第二部分是基于此模型和对应参数进行图像的生成。与先前的工作不同,Apple 似乎希望这能帮助开发者将图像生成模型集成到 App 开发,并提供了 Swift App 的版本与多个消费级终端上的测试。
踩坑#
因为是新发布的项目,说明文档并没有涵盖所有容易踩到的坑,以下是一些容易遇到的问题:
- 资源不足:消费级终端(例如我的 16GB M1 Macbook Pro)需要
pip install accelerate
避免因资源不足终止运行。 - 访问限制:直接使用本地模型也需要使用 HuggingFace Token 在终端
huggingface-cli login
避免访问不到服务端配置文件(该问题我已于相应 issue 页面回复)。 - 环境配置:建个新环境吧。
结果#
下图由以下 Prompt 输入得到python -m python_coreml_stable_diffusion.pipeline --prompt "a photo of an astronaut riding a horse on mars" --compute-unit ALL -o output --seed 93 -i models/coreml-stable-diffusion-2-base_original_packages --model-version stabilityai/stable-diffusion-2-base
结果还不错,但是运行效率和官方文档给出的数据相比还是有较大的差距,看来 AI 普惠之路依然任重而道远。
我们什么时候才可以让 Siri 帮忙生成一张用来和老板请病假的医生证明呢?
更多信息#
https://github.com/apple/ml-stable-diffusion
https://huggingface.co/blog/diffusers-coreml
https://github.com/huggingface/diffusers
https://openaccess.thecvf.com/content/CVPR2022/html/Rombach_High-Resolution_Image_Synthesis_With_Latent_Diffusion_Models_CVPR_2022_paper.html
完整 Prompt#
(base) henry@HenrydeMacBook-Pro ml-stable-diffusion % python -m python_coreml_stable_diffusion.pipeline --prompt "a photo of an astronaut riding a horse on mars" --compute-unit ALL -o output.png --seed 93 -i models/coreml-stable-diffusion-2-base_original_packages --model-version stabilityai/stable-diffusion-2-base
INFO:__main__:Setting random seed to 93
INFO:__main__:Initializing PyTorch pipe for reference configuration
Fetching 13 files: 100%|██████████████████████████████████████████| 13/13 [00:00<00:00, 63402.27it/s]
/Users/henry/opt/anaconda3/lib/python3.9/site-packages/transformers/models/clip/feature_extraction_clip.py:28: FutureWarning: The class CLIPFeatureExtractor is deprecated and will be removed in version 5 of Transformers. Please use CLIPImageProcessor instead.
warnings.warn(
WARNING:__main__:Original diffusers pipeline for stabilityai/stable-diffusion-2-base does not have a safety_checker, Core ML pipeline will mirror this behavior.

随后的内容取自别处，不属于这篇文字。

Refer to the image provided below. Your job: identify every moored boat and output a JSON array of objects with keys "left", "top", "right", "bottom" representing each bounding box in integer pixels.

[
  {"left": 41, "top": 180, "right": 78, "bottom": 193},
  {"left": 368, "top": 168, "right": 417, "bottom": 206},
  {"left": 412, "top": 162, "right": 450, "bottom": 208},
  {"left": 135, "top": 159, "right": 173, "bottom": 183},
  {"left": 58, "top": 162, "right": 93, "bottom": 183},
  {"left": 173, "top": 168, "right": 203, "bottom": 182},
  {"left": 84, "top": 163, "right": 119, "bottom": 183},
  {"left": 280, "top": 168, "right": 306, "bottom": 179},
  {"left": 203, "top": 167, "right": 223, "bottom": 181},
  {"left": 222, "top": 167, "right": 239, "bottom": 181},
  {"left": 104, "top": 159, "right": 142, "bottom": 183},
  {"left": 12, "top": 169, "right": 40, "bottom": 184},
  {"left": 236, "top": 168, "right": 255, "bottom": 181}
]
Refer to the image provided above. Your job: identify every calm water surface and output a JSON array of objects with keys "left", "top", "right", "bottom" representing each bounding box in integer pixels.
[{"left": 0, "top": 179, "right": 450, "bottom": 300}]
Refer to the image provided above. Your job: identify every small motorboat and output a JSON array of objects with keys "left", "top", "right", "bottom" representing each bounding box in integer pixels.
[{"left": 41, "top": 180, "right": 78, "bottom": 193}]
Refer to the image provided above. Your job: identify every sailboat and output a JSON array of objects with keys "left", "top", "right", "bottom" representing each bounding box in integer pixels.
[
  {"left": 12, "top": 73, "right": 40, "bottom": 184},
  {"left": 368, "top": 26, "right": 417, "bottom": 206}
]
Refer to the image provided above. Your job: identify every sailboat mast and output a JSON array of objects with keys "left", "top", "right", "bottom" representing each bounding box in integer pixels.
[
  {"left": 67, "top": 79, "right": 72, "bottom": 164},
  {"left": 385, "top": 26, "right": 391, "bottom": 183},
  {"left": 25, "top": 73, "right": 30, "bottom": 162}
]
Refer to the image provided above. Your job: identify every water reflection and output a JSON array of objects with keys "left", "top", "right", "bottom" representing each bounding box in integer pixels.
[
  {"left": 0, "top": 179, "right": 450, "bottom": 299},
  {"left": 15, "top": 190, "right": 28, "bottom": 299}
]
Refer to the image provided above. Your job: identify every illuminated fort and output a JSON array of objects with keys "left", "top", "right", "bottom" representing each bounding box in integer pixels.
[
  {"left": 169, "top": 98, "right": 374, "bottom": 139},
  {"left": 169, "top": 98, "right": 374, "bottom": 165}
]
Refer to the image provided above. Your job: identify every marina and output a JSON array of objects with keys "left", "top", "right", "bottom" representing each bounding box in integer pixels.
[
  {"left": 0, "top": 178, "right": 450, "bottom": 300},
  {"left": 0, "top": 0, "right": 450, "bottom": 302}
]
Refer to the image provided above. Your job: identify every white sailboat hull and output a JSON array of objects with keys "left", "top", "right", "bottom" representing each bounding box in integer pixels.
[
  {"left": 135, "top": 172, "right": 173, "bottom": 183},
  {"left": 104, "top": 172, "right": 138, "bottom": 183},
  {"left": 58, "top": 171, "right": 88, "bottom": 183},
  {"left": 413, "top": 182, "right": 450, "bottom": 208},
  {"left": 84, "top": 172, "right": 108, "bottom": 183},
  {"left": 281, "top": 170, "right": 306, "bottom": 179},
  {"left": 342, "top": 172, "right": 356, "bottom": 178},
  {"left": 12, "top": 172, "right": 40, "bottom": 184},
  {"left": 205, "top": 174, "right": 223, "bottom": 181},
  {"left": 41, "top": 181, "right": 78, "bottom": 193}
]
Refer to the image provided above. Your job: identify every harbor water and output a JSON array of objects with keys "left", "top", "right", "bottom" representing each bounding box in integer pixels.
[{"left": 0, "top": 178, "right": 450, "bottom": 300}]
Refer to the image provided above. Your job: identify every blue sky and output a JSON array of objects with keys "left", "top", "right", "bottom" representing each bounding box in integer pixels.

INFO:__main__:Removed PyTorch pipe to reduce peak memory consumption
INFO:__main__:Loading Core ML models in memory from models/coreml-stable-diffusion-2-base_original_packages
INFO:python_coreml_stable_diffusion.coreml_model:Loading text_encoder mlpackage
INFO:python_coreml_stable_diffusion.coreml_model:Loading models/coreml-stable-diffusion-2-base_original_packages/Stable_Diffusion_version_stabilityai_stable-diffusion-2-base_text_encoder.mlpackage
INFO:python_coreml_stable_diffusion.coreml_model:Done. Took 19.5 seconds.
INFO:python_coreml_stable_diffusion.coreml_model:Loading a CoreML model through coremltools triggers compilation every time. The Swift package we provide uses precompiled Core ML models (.mlmodelc) to avoid compile-on-load.
INFO:python_coreml_stable_diffusion.coreml_model:Loading unet mlpackage
INFO:python_coreml_stable_diffusion.coreml_model:Loading models/coreml-stable-diffusion-2-base_original_packages/Stable_Diffusion_version_stabilityai_stable-diffusion-2-base_unet.mlpackage
INFO:python_coreml_stable_diffusion.coreml_model:Done. Took 139.2 seconds.
INFO:python_coreml_stable_diffusion.coreml_model:Loading a CoreML model through coremltools triggers compilation every time. The Swift package we provide uses precompiled Core ML models (.mlmodelc) to avoid compile-on-load.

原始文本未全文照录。